Introducing the idea of the median, this is the middle of the data
- Make the graph using CODAP for height Stretch the graph out so that the dots are not over top of one another. This can be done by dragging the bottom corner along so that the graph is wider.
- Select the ruler (measures) and tick count and add a movable value.
- Ask the students what they see on their graph now.
- They should see a line with a number in blue with a number on the top and two values, one to the left of the line and one to the right of the line. What do the two values (left and right of the line) represent? This is the count of the number of people in the class (in the given example it is 3+27, 30 students in the class).
- Discuss where the middle value would be, e.g. for this graph it would be in the middle of 30 which is 15, that is 15 on each side of the movable line.
- Therefore, we want to move the movable value so that the counts are about half each side.
- The place that we settle the movable value at is the middle value or the median. The median is the technical statistics term for the middle value in a set of data when the data are placed in order from smallest to largest.
- Get the students to read of the middle value from their graph.

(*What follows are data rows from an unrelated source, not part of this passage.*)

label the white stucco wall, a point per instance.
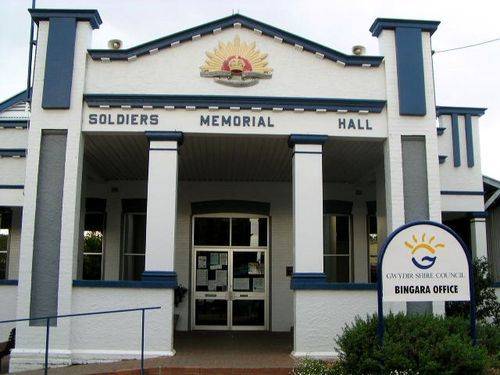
(279, 195)
(118, 336)
(179, 72)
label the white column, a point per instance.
(308, 208)
(478, 237)
(162, 206)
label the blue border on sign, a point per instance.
(468, 255)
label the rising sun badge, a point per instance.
(236, 63)
(423, 251)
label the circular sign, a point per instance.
(424, 261)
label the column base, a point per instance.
(167, 277)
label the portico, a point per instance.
(264, 191)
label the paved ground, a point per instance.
(216, 352)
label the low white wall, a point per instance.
(8, 303)
(320, 316)
(118, 336)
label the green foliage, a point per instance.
(487, 305)
(422, 344)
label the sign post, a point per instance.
(424, 261)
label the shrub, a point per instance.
(422, 344)
(487, 305)
(311, 366)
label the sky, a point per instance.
(467, 77)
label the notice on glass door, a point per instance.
(201, 277)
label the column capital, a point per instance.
(307, 139)
(165, 136)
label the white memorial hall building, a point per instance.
(257, 169)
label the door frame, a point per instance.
(230, 249)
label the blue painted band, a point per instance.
(59, 59)
(477, 214)
(307, 280)
(165, 136)
(469, 140)
(410, 63)
(166, 277)
(6, 187)
(13, 100)
(455, 135)
(90, 15)
(13, 124)
(442, 110)
(461, 192)
(8, 282)
(392, 23)
(468, 255)
(226, 102)
(12, 152)
(228, 22)
(231, 206)
(306, 139)
(122, 284)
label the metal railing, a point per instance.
(49, 318)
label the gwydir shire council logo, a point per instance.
(423, 251)
(236, 63)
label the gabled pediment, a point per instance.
(234, 21)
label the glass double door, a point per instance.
(230, 280)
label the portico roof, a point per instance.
(238, 21)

In this example the middle value (OR middle height) is 157.5 cm (always include the unit).
- They should now write a statement in a text box under their graph that says…
- The median height for students in our class is __________ cm.
Repeat the idea for the data they have from CensusAtSchool
- Students make the graph for heights for the CensusAtSchool group.
- They click on the ruler and select count and movable value.
- They move the line until they have about half on each side (if they have selected 100 students then there will be 50 on each side).
- They write a statement about the middle value of their graph.
- The median height for students in the CensusAtSchool sample is _________cm.
This special value, the median, can be found using CODAP measures tool. Click on the ruler and then select median. They should get a red line showing the median. By hovering over this red line, they can find the median value, e.g. for first height example see picture below. They can also notice how close their guess at the middle was to the actual median (the middle of the values when placed in order from smallest to largest).
Introduce the idea of the middle 50% of the data
The “signal” for the data is often where the middle 50% of the data is.
- Go back to the class height graph
- Untick median
- Tick movable value (add) so there are two movable values on the graph
- Discuss with the students how many people would be in the middle 50% (in this case 15). This would leave 15 outside the middle 50% or 7/8 either side.
- Move the lines so that the counts match this or are very close to this.
- Read the values for the middle 50%, from the two movable values. In this case it would be 151.5 cm for the bottom value and 163.5 cm for the top value.
- We would describe this as the middle 50% of heights for students in our class is between 151.5 cm and 163.5 cm.
Repeat idea for the CensusAtSchool sample heights data.
Making comparisons between our class data and the CensusAtSchool sample data
With these two additional pieces of information – the middle (median) and the middle 50% update your discussion around the similarities and differences between the class data and the CensusAtSchool sample data.